Efforts to address the fence’s deteriorating conditions have been going on for more than a decade, with town voters approving $75,000 to fix the fence in 2014. After bids to do the work came in at nearly $100,000, voters at town meeting struck down the project the next year.

Portions of the wooden fence have begun to rot, threatening its structural integrity, and the fence’s paint job has degraded. Materials and labor costs have only risen since the 2014 town meeting vote, said town administrator Jen Rand. 

As a way to avoid construction and maintenance costs, the select board proposed the pickets be removed while retaining the granite posts anchoring the fence, to serve as a new boundary line.

The wood is rotting in some places. — Ray Ewing

The idea was first proposed to the board by town resident Prudy Burt. 

“It just made sense for me. The town is staring down the barrel of huge capital expenses.” Ms. Burt said, at the meeting on Feb. 26. “I’m not disrespectful of the history. This is my town. We’ve lived here for hundreds of years, and I just know how my ancestors would feel about this…This is a good common sense compromise.”

But some members of the historic district commission, which reviews all projects in the town historic district, expressed reservations about the impact of the removal. 

“I think that it’s fairly traditional to have fences around cemeteries…It marks it as a sacred place. And it’s a measure of respect,” said commission member Nancy Dole. “In the historic district, people have to spend lots of money on things they don’t want to, because they have to preserve the character of the historic district.”

Ms. Dole said she was concerned that approving the fence removal could provide a precedent for other demolitions in the historic district.

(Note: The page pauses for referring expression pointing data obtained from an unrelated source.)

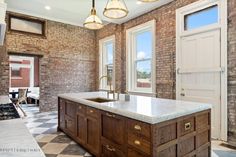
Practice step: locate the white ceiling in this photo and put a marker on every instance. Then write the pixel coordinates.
(75, 11)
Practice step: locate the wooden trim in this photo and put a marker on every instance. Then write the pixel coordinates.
(41, 22)
(25, 54)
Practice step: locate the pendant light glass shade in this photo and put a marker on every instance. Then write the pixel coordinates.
(115, 9)
(93, 21)
(147, 0)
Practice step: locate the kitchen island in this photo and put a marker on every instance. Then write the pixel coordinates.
(140, 127)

In September of 2023, the select board proposed replacing the existing wooden fence with a plastic material to lower maintenance costs, which the commission also denied

Large capital costs have to be approved by voters at town meeting, meaning the select board cannot simply sign off on the fence repair costs. 

“We can’t force the town to spend money on things,” said select board member Jeffrey (Skipper) Manter.

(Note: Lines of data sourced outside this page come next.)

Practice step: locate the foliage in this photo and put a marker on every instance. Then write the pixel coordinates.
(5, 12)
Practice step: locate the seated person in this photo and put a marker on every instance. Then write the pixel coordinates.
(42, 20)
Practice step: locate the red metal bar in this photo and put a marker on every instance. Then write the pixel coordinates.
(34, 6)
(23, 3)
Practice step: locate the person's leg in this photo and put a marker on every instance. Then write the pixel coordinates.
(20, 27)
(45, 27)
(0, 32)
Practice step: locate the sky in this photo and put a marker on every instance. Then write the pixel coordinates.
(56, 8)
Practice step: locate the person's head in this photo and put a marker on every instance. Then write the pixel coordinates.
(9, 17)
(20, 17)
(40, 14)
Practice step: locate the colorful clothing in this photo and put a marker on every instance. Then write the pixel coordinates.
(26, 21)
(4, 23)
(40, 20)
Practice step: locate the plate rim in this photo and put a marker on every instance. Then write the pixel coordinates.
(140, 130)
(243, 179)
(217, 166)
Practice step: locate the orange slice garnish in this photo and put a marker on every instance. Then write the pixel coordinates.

If the board was not able to get approval to repair, replace or remove the fence, said Ms. Dole, it would be allowed to continue to deteriorate, a process known as “demolition by neglect,” which is de facto permitted.

“Obviously, that’s fairly, maybe disrespectful to some people, but it’s possible,” she said. 

After nearly an hour of discussion, the commission voted on a modified proposal to demolish most of the fence. Historic commissioners Sean Conley and Charles Kernick voted in favor of the removal, while Ms. Dole and Carol Sarason voted against. With a tie vote, the motion failed. 

The two bodies made plans for a site visit and follow up meeting in April, in the hopes of reaching a compromise. 

Until then, at least, the fence remains.